We have found out there have been multiple attempts with multiple hospitalisations and sectioning

several of which she has absconded from

she has been in MH hospital before

She now absolutely hates me

I’m at a loss

OP posts:
SENsupportplease · 18/01/2026 15:52

She is going to take her own life that is obvious

looking at the records it’s worse every time

OP posts:
ThePure · 18/01/2026 16:18

s5,2 is a 72 hour holding power to give time for a mental health act assessment to take place. It may or may not lead to a longer S2 or 3 detention.

If she has been detained a number of times before and nothing has changed then it is questionable whether it would be any more helpful this time. The treatment she needs is DBT so look into whether this is offered locally and how she can access it. She would need to want to do it but it would not hurt to offer her info.

If (as it sounds like) she has a personality disorder then in fact many people do not die by suicide despite making multiple attempts but rather they do eventually get better and find some more stability either with the help of therapy or even without.

https://www.borderlinepersonalitydisorder.org/most-accurate-article-on-bpd-we-have-recently-read-kudos/

SENsupportplease · 18/01/2026 18:59

It’s not just her potentially dying
its what the multiple attempts are going to do to those around her

OP posts:
SENsupportplease · 18/01/2026 19:00

She is accepting nothing from any family member now - she won’t take advice from me

blaming us for her attempt

blaming us that her ex p isn’t there

withdrawn all consent so the medics aren’t telling us anything

has had our mum removed from the ward

we know she is with the MH team but no idea if they will keep her in

OP posts:
ThePure · 18/01/2026 19:05

I think you all need to somehow detach a bit for your own sanity in that case. Treat it as you would if it was alcohol or drug addiction. You cannot be responsible for another adults safety or happiness in the end. She has made it clear she does not want anything from you so you will have to respect that. Just leave the door open for her to come back to you if she changes her mind but only give what you are able to.

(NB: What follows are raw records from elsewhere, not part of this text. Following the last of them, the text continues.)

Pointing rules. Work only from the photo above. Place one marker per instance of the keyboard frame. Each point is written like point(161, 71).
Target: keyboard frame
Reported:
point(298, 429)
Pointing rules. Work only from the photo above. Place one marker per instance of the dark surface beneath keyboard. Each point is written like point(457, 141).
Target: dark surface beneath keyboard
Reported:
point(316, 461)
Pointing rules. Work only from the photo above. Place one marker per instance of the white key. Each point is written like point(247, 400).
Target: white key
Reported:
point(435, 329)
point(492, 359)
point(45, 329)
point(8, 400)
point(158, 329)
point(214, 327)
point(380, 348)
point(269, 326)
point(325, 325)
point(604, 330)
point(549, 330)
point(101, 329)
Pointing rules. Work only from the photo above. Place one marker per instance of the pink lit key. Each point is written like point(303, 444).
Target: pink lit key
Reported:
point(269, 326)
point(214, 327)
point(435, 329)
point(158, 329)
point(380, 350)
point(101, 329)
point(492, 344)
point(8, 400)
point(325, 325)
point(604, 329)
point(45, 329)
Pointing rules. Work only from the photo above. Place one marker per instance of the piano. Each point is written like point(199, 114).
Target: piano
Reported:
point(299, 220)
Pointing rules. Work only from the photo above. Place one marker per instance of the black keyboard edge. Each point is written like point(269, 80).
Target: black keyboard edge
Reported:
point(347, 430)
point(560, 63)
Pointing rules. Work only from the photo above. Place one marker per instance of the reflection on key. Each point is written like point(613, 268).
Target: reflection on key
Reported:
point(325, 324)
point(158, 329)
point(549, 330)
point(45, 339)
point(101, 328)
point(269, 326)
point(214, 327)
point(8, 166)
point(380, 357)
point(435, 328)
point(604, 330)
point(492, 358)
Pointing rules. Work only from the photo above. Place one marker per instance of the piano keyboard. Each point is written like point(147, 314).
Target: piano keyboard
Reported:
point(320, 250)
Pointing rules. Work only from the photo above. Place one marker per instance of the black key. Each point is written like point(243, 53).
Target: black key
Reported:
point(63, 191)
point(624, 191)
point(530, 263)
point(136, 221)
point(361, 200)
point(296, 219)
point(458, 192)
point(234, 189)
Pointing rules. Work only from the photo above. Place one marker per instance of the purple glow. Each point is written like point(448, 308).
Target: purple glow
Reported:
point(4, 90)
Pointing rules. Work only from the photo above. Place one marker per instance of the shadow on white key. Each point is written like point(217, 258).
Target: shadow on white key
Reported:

ThePure · 18/01/2026 19:07

The nearest relative (eldest parent if not married) has a statutory right to be consulted when an MHA assessment takes place and to be informed of the outcome but it does not mean you can change the outcome.

MissMoneyFairy · 18/01/2026 19:11

Is your mum her legal nearest relative, that's a mental health term and she has rights in that role. Sadly people can still end their life if they are determined despite everyone's best efforts. If she is found to be at risk to herself the 5,2 may go onto a section 2 or 3, which would be as an inpatient. For now I'd not visit or push her, let the mh team assess her and come up with a plan. She's got a mh history which they will be aware of.